La questione è troppo seria per essere ridotta a qualche battuta, peraltro condivisa dalla classe dirigente renziana. Per questo continuiamo a seguire i “travagli” interni all’ Ugl, non senza registrare – con soddisfazione – ulteriori interventi sul tema (si vedano al riguardo gli articoli di Giuseppe Del Ninno e di Stefano Cetica, pubblicati recentemente da “Totalità”), che pongono, con chiarezza – “da destra” – il perimetro ideale del sindacalismo nazionale e la visione “non liturgica” di un sindacato che voglia essere realmente rappresentativo degli interessi dei lavoratori ed insieme capace di “farsi carico” delle trasformazioni socio-economiche nazionali, senza abdicare al suo ruolo di “avvocato” – usiamo l’immagine di Cetica – dei soggetti deboli “che si aspettano da noi cose molto concrete: un contratto migliore di quello che hanno, la tutela delle condizioni igienico sanitarie del luogo di lavoro, l'osservanza delle normative sulla sicurezza, la difesa da eventuali prepotenze o errate interpretazioni delle norme da parte del datore di lavoro, la gestione del proprio risparmio previdenziale, sia se depositato presso l'Inps o in un Fondo integrativo di categoria, un orario di lavoro sempre più adattato alle esigenze di cura della famiglia e della persona”.

Al di là delle doverose battaglie contingenti è sulla scia di una ricca tradizione culturale e di una concreta visione dei rapporti sociali che il Sindacalismo Nazionale, nello specifico l’ Ugl, può svolgere un ruolo di avanguardia all’interno del più vasto fronte sindacale, in particolare sui grandi temi della rappresentanza sociale, della riforma istituzionale e della realizzazione di mature forme partecipative.

A chi accusa il sindacato italiano di essere un “fattore di ritardo” può essere, in definitiva, opposto non tanto un generico richiamo conflittuale quanto la   disponibilità a costruire una reale partecipazione dei lavoratori alla gestione delle aziende: una via trasparente e concreta, già realizzata in vari Paesi, e capace di costruire coesione sociale e buona occupazione, modernizzazione aziendale e politiche distributive della ricchezza.

Riuscirà l’Ugl in questa impresa?
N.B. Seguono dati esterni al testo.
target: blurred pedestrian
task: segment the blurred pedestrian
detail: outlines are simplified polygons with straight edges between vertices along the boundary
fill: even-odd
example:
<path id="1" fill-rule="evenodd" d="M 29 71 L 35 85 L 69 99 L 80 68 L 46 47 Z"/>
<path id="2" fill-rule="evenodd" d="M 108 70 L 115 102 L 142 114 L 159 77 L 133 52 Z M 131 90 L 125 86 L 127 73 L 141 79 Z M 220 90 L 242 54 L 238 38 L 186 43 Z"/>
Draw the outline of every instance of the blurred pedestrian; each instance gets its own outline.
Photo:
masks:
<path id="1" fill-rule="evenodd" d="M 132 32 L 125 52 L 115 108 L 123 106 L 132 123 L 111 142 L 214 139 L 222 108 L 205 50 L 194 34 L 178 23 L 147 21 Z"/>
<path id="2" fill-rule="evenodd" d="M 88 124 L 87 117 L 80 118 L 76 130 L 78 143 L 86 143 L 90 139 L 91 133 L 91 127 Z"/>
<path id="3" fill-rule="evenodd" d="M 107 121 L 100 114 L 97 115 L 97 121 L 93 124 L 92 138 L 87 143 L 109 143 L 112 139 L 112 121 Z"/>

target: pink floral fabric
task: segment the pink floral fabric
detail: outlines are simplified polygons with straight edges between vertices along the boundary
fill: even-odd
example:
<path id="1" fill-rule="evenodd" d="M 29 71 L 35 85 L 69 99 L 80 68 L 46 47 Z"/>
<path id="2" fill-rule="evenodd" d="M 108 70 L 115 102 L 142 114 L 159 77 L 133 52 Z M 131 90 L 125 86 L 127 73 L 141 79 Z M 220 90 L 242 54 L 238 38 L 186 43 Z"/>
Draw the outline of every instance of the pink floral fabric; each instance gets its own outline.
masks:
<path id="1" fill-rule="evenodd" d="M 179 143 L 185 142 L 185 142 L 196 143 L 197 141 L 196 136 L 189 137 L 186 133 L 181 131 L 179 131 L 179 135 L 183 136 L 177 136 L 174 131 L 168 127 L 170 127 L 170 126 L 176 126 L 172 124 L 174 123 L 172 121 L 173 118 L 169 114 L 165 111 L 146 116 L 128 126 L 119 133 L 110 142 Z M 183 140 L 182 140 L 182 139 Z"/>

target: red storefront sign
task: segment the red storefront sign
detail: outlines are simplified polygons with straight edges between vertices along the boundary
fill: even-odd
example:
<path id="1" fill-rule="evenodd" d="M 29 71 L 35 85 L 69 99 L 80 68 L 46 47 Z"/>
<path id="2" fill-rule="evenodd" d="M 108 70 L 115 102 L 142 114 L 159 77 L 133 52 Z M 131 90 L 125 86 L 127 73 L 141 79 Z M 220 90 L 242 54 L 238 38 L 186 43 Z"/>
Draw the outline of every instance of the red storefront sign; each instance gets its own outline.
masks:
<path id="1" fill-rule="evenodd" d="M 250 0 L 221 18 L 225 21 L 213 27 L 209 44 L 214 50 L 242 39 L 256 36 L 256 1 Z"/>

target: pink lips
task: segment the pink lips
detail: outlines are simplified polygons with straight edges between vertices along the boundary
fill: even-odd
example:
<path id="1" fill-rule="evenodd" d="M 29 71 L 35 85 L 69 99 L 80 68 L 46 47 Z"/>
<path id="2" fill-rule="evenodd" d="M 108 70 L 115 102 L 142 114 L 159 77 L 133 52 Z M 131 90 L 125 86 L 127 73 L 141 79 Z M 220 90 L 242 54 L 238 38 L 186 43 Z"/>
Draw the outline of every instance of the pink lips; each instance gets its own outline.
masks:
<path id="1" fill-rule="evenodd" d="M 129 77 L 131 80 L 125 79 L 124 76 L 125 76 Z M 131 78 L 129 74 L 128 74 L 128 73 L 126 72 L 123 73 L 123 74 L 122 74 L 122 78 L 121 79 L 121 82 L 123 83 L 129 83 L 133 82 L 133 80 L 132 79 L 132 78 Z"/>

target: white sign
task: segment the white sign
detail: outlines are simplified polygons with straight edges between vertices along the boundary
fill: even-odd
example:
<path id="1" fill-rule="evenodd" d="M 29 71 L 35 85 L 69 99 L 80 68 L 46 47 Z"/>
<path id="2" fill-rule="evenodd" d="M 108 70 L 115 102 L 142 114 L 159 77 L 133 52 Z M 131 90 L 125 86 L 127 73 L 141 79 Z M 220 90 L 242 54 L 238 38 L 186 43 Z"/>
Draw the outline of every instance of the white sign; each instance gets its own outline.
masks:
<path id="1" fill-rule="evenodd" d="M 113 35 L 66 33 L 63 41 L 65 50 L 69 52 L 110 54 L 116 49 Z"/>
Le idee ci sono. La volontà di impegnarsi anche (come ha dimostrato l’encomiabile “campagna  d’agosto”,  nelle piazze, contro il decreto Poletti sulle pensioni).

Finalmente legittimata dal nuovo voto interno sta ora alla classe dirigente dell’Ugl di dimostrare, nei fatti, di essere all’altezza delle sfide sul tappeto, aggregando intorno a sé un consenso non formale. Vinta la battaglia interna, si tratta ora di rilanciare quella esterna, giocando a tutto campo una partita difficile, ma affascinante, che riguarda insieme il destino del sindacato e quello dei lavoratori italiani, con un occhio ai più generali interessi nazionali.